US 12,323,462 B2
Identifying legitimate websites to remove false positives from domain discovery analysis
Hung-Jen Chang, Freemont, CA (US); Gaurav Mitesh Dalal, Fremont, CA (US); and Ali Mesdaq, San Jose, CA (US)
Assigned to Proofpoint, Inc., Sunnyvale, CA (US)
Filed by Proofpoint, Inc., Sunnyvale, CA (US)
Filed on Mar. 5, 2024, as Appl. No. 18/595,625.
Application 18/595,625 is a continuation of application No. 17/992,180, filed on Nov. 22, 2022, granted, now 11,956,272.
Application 17/992,180 is a continuation of application No. 16/718,809, filed on Dec. 18, 2019, granted, now 11,539,745, issued on Dec. 27, 2022.
Claims priority of provisional application 62/822,264, filed on Mar. 22, 2019.
Prior Publication US 2025/0016198 A1, Jan. 9, 2025
This patent is subject to a terminal disclaimer.
Int. Cl.
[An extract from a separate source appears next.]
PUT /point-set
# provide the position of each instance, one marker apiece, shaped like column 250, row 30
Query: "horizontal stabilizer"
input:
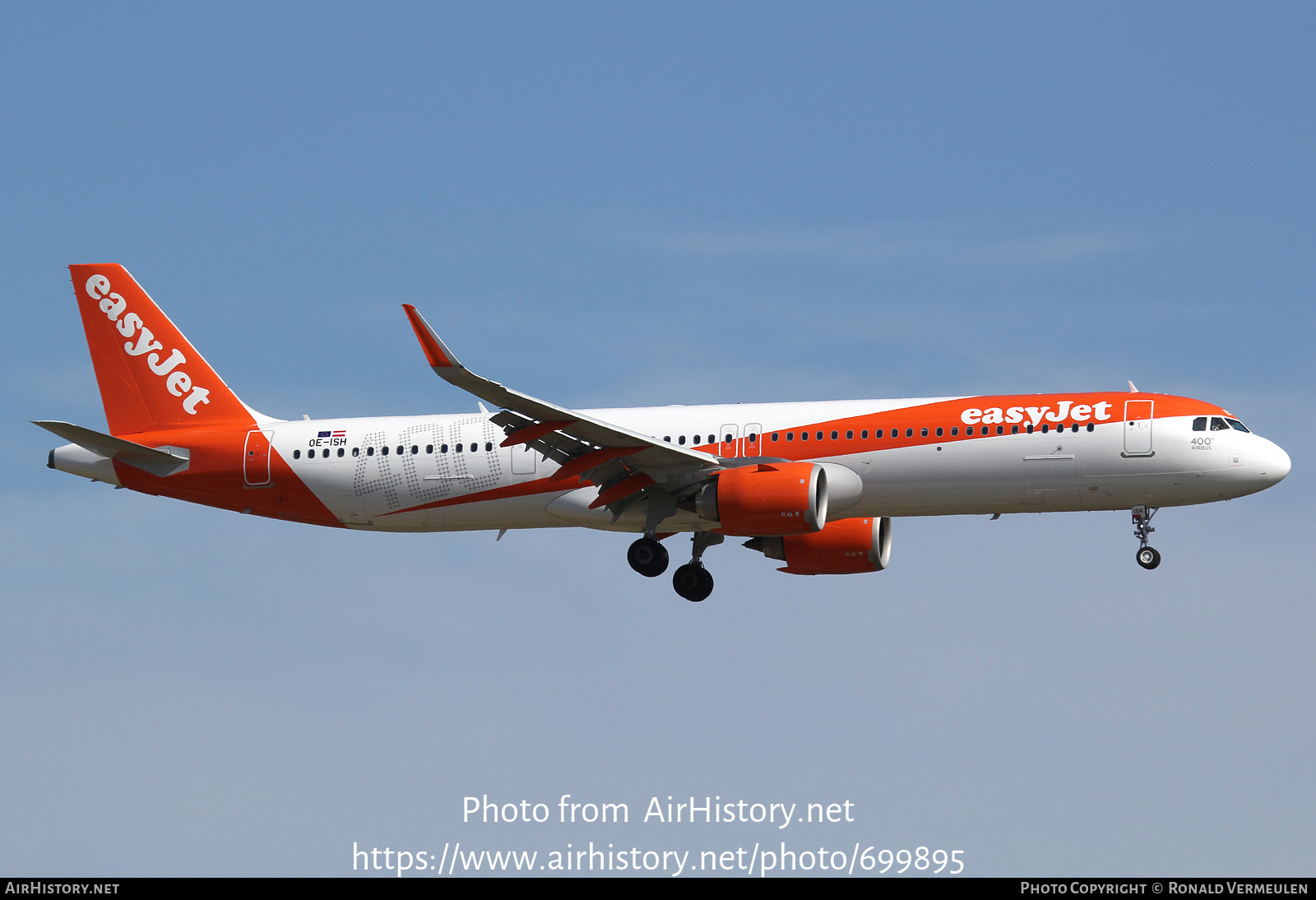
column 164, row 461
H04L 9/40 (2022.01); G06F 16/957 (2019.01); G06F 40/205 (2020.01); G06N 20/00 (2019.01); H04L 61/4511 (2022.01)
CPC H04L 63/1483 (2013.01) [G06F 16/9577 (2019.01); G06F 40/205 (2020.01); G06N 20/00 (2019.01); H04L 61/4511 (2022.05); H04L 63/1416 (2013.01); H04L 63/1425 (2013.01)] 20 Claims
OG exemplary drawing
 
1. A computing platform, comprising:
at least one processor;
a communication interface communicatively coupled to the at least one processor; and
memory storing computer-readable instructions that, when executed by the at least one processor, cause the computing platform to:
determine feature vectors corresponding to a tag structure of one or more pages associated with a first domain;
compare the feature vectors corresponding to the tag structure to the feature vectors corresponding to known legitimate domains of a baseline dataset, resulting in one or more structure analysis values comprising averages of top-N similarity scores for a plurality of selected N values; and
based on determining that the one or more structure analysis values exceed one or more predetermined structure analysis threshold values, send one or more commands directing a domain identification system to remove the first domain from a list of indeterminate domains maintained by the domain identification system.